Source: Company accounts

This despite a broad spread in the portfolio across fourteen parts of London and also by client. Media, business services, online leisure, fintech and financials were the five largest tenant industries at 64% of the rent roll in 2022, while the largest individual tenants (out of 379) were Expedia, G-Research, the public sector (at 5%), Burberry and Boston Consulting Group. Between them, they came to around one quarter of total rental income.

Analysts and shareholders will look to the performance of each area and client industry and how they contribute to the total. The vacancy rate at the first-half stage was 4.5%, an improvement relative to December 2022’s 6.4%, helped by a big jump in new lettings to £19.3 million.

Derwent London full-year results: Wednesday 28 February, chart 2

Source: Company accounts

However, net rental income fell by 3% year-on-year to £90.9 million in the first half and analysts will be looking for improved momentum here in the second period (even if 2022 represented an all-time high for rental income, which hardly sits easily alongside the plunge in the share price).

Derwent London full-year results: Wednesday 28 February, chart 3

Source: Company accounts

Like many REITs, Derwent London is looking to recycle its portfolio by selling assets and using that cash to upgrade existing properties or develop new ones. The company plans to start work on 50 Baker Street later this year, just before 25 Baker Street reaches completion and two more projects in W1, called Network and Holden House, are due to go into development next year. Major refurbishments are also underway in EC1 (Farringdon Road and Oliver’s Yard), W1 (Stephen Street) and SW1.

Derwent London is helped in this respect by how it carries relatively little debt at £1.3 billion. Interest cover is good, and the loan-to-value ratio is also relatively low, although this is creeping up as the valuation of the property assets ebbs.

Derwent London full-year results: Wednesday 28 February, chart 4

Source: Company accounts

Ultimately, it is rental income that pays the interest bills and funds dividend payments (a REIT must pay out at least 90% of taxable income to maintain its tax status).

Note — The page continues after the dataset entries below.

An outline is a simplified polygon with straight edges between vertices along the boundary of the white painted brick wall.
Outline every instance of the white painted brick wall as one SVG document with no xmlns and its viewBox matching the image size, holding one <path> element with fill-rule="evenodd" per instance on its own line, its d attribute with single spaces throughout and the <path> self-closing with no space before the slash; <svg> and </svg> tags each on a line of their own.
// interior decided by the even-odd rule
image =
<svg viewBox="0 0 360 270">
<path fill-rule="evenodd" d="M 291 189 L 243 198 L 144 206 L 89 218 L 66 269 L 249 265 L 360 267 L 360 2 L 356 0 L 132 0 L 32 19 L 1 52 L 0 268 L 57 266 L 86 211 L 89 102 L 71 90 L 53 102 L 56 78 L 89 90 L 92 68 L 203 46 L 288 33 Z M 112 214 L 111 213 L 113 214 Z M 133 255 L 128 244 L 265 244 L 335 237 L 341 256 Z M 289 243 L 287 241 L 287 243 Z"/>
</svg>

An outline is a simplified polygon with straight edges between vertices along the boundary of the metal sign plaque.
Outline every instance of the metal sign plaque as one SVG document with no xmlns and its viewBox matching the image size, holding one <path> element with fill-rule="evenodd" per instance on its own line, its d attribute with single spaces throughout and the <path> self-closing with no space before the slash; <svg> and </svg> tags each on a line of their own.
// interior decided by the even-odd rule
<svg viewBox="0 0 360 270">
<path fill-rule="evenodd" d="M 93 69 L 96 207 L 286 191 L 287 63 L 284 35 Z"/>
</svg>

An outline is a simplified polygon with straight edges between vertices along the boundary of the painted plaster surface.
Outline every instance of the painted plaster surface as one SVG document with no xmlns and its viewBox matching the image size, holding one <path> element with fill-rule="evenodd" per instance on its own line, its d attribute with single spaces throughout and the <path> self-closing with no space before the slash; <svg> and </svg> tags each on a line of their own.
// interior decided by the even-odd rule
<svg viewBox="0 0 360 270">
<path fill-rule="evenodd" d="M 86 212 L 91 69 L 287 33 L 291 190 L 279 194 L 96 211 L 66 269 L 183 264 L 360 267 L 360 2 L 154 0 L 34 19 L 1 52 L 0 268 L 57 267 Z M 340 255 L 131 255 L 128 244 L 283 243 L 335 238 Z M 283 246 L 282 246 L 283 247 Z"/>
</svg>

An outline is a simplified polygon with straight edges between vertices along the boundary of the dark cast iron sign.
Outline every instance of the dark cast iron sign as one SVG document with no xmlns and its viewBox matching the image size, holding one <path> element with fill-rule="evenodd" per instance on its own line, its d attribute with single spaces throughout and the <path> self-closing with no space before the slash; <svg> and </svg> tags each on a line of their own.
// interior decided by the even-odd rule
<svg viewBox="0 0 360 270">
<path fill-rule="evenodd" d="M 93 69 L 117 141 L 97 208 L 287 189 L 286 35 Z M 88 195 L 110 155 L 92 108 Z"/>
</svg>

Derwent London has an excellent history of dividend increases which chief executive Paul Williams and team will doubtless be looking to extend in 2023. The REIT increased its first-half dividend payment by 2.1% and analysts are expecting a similar rate of growth in the full-year payment for 2023 to 79.96p a share.

Derwent London full-year results: Wednesday 28 February, chart 5

Source: Company accounts, Marketscreener, consensus analysts’ forecasts

These articles are for information purposes only and are not a personal recommendation or advice.